SÃO PAULO, SP (FOLHAPRESS) – Uma fábrica de insumos farmacêuticos e uma igreja ligada a vereador estão entre os beneficiados de projeto de lei aprovado pela Câmara de Municipal na semana passada que prevê a concessão de 13 ruas de São Paulo à iniciativa privada. O texto aguarda sanção do prefeito Ricardo Nunes (MDB).
As vias foram inseridas de última hora em votação definitiva por meio de emendas sugeridas por vereadores. Entre elas, está a de autoria do parlamentar Isac Félix (PL) que incluiu a rua Canoal, na Vila Andrade, à lista de possíveis concessões.
A via fica ao lado da Igreja Batista do Morumbi, ligada ao vereador, e é tomada por vagas de estacionamento em 90 graus. Ao lado há um estacionamento particular.
Outra rua alvo de emendas dos vereadores fica em Santo Amaro, na zona sul de São Paulo. A rua América Central sedia a farmacêutica Apsen, que ocupa quase a totalidade dos 210 metros concedidos, em ambos lados da via. O restante é tomado por endereços residenciais que reagiram à decisão.

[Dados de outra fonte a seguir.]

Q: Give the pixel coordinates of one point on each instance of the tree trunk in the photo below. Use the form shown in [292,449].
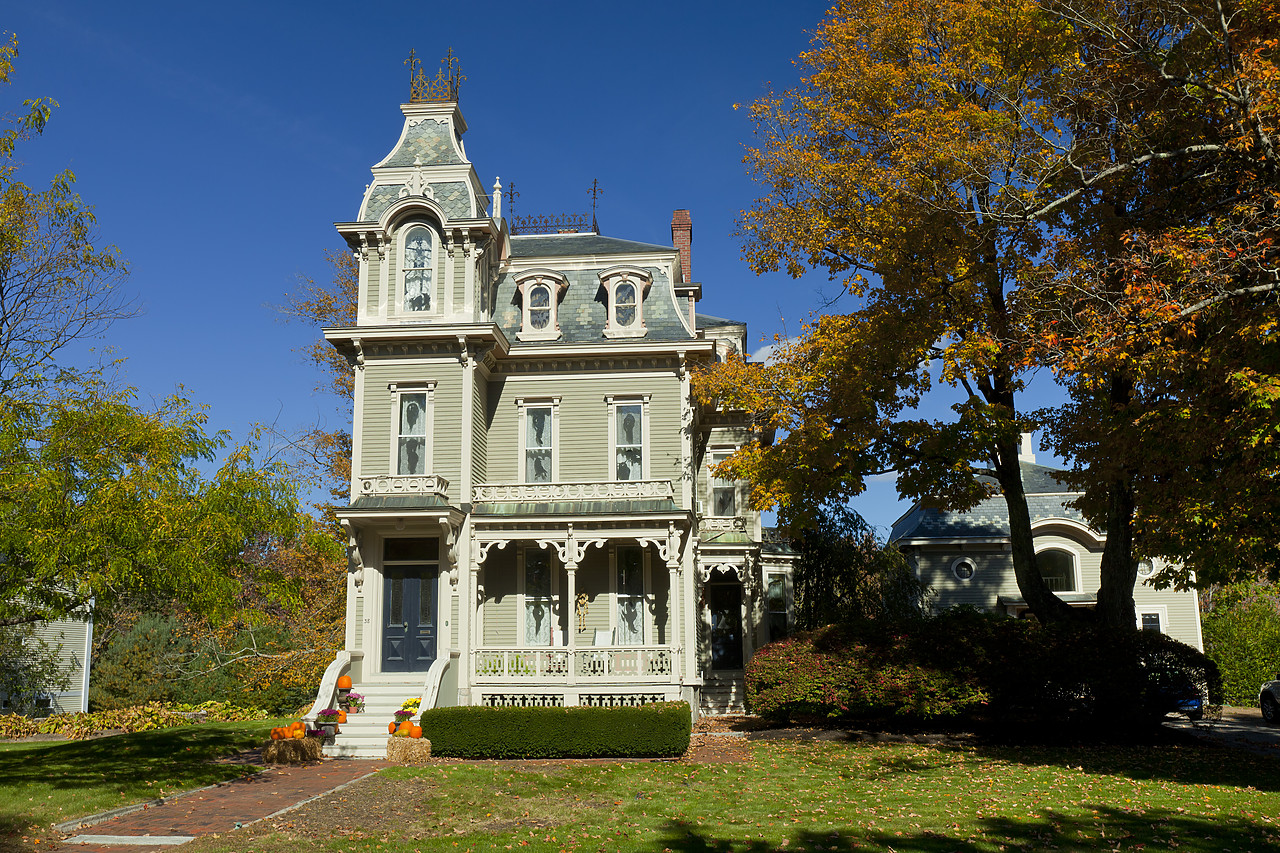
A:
[1119,568]
[1042,602]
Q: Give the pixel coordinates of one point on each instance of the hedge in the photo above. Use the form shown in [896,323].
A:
[981,669]
[661,729]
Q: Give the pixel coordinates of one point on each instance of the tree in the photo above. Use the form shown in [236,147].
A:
[845,575]
[906,164]
[56,286]
[329,305]
[981,167]
[103,502]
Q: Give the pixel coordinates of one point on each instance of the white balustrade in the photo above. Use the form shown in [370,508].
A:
[590,665]
[589,491]
[403,484]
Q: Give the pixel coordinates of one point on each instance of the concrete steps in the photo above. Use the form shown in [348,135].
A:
[364,735]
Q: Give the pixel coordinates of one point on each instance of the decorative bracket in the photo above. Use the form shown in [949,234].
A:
[355,562]
[483,551]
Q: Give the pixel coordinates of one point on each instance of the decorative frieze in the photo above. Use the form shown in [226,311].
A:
[403,484]
[592,491]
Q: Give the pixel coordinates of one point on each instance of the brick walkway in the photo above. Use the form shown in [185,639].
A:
[218,810]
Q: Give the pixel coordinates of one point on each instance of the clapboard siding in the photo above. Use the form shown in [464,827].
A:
[584,424]
[447,409]
[71,638]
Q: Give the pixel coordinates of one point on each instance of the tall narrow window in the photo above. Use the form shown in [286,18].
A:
[629,442]
[776,602]
[539,308]
[630,597]
[1057,569]
[538,597]
[538,445]
[625,305]
[417,269]
[723,493]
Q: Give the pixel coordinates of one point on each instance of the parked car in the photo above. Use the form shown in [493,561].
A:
[1269,699]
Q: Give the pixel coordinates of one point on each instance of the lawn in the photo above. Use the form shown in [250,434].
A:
[50,781]
[792,796]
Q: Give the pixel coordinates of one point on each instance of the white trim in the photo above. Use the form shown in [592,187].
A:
[521,583]
[398,391]
[613,404]
[1075,561]
[556,286]
[522,404]
[640,281]
[1159,610]
[647,597]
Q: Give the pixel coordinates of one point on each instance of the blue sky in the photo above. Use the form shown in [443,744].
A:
[219,142]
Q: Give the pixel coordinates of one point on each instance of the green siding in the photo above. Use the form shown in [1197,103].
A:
[71,634]
[447,414]
[499,597]
[584,424]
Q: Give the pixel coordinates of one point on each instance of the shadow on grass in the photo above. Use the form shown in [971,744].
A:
[174,756]
[1110,830]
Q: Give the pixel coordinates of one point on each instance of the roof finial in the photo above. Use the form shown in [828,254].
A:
[595,192]
[446,85]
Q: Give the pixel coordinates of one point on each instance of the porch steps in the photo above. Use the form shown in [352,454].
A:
[364,735]
[723,694]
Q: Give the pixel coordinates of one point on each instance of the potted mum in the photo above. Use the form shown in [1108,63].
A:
[328,721]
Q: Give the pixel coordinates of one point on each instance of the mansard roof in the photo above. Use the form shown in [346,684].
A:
[1047,497]
[571,245]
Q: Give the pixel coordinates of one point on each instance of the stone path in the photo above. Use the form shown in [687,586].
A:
[220,808]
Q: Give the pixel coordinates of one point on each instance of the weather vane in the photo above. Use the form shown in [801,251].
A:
[595,192]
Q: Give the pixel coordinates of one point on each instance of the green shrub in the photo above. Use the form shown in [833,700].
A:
[1242,634]
[649,730]
[982,669]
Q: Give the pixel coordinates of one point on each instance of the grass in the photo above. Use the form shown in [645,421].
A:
[51,781]
[807,797]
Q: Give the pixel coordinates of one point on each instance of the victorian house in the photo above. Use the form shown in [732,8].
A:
[533,519]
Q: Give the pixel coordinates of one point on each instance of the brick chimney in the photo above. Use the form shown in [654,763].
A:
[682,238]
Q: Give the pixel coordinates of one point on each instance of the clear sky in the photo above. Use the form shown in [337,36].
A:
[219,142]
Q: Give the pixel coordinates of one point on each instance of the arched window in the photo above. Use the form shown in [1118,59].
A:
[417,269]
[539,306]
[1057,569]
[625,305]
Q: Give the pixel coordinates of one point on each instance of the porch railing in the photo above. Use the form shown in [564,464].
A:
[589,665]
[588,491]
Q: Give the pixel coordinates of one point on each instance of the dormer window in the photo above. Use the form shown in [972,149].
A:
[540,293]
[416,268]
[624,290]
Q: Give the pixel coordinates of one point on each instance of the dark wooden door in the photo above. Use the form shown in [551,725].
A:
[408,619]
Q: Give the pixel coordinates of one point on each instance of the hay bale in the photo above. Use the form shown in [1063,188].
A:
[408,751]
[292,751]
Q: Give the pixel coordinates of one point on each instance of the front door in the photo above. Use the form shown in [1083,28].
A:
[725,601]
[408,606]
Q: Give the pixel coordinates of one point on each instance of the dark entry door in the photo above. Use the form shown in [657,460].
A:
[408,619]
[726,605]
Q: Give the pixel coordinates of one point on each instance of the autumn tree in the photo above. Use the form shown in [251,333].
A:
[906,165]
[972,173]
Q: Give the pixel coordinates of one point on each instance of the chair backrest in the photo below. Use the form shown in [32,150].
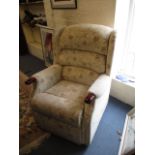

Ali há uma pequena travessa que dá acesso a sete casas. Duas delas já foram adquiridas pela farmacêutica. Os proprietários das demais estão sendo sondados para vender os imóveis há, pelo menos, um ano.
A emenda aprovada na Câmara Municipal na última quarta-feira (3) autoriza a prefeitura a leiloar a rua para a iniciativa privada, caso o projeto seja sancionado pelo prefeito. Os moradores afirmam não ter sido consultados e que souberam da possibilidade pela imprensa.
A aposentada Antonieta Isabel Cruz, 65, já recebeu ligações dos parentes em Pernambuco preocupados com a possível venda da rua onde mora há 35 anos com o marido, de 88 anos, e o filho autista, de 47. “Nem eu sei como explicar”, diz. “Agora a gente fica até com trauma. Pensa só, se a gente compra uma casa em uma vila, e acontece a mesma coisa?”.
A moradora mais antiga da travessa é a aposentada Eva Pezibin, 83, que mora ali desde 1969. “Eles fizeram proposta, eu não aceitei. Até brinquei com eles, pedi R$ 2 milhões. Disseram que poderíamos conversar, mas eu não tenho interesse em vender”, afirma.
A secretária Camila Pezibin é filha de dona Eva, com quem deixa o filho Davi durante a manhã para poder trabalhar como secretária em um escritório de advocacia. Para ela, o possível leilão é um jogo de cartas marcadas no qual a Apsen vai sair vencedora.
“A gente sabe que vai perder, mas vamos tentar lutar. A gente vivia em paz há uma semana atrás, agora, já virou um inferno”, diz.
Procurada, a empresa Apsen afirmou que aguarda a decisão do prefeito em relação às emendas para se posicionar.
O vereador Félix também foi questionado mas não respondeu.
Nesta terça-feira (9), o Ministério Público abriu investigação para apurar a proposta de concessão de ruas ocupadas por residências.
Em nota, a gestão Nunes informou que o projeto de lei 673/2025 ainda passará pela análise do Executivo e que “emendas que tratam de ruas usadas como acesso a residências e incluídas no PL sem a concordância dos moradores serão vetadas”.
Aprovado em primeira votação no fim de junho, o texto é de autoria da gestão da gestão Nunes e previa, originalmente, a venda de uma pequena travessa no Jardins, bairro na zona oeste.
A travessa Engenheiro Antônio de Souza Barros Júnior liga a alameda Lorena a uma vila residencial, demolida para dar lugar a um empreendimento imobiliário de alto padrão.
No caso, a travessa integra projeto de um empreendimento de alto padrão a ser erguido no endereço.
Ao longo da tramitação na Câmara, o projeto de lei recebeu mais de dez emendas para desincorporar outras vias do poder público.
Um dos trechos fica na avenida Faria Lima, no Itaim Bibi. Trata-se de um terreno de 140 metros quadrados entre a avenida Presidente Juscelino Kubitschek e a rua Leopoldo Couto Magalhães Júnior, em frente ao icônico “prédio da baleia”.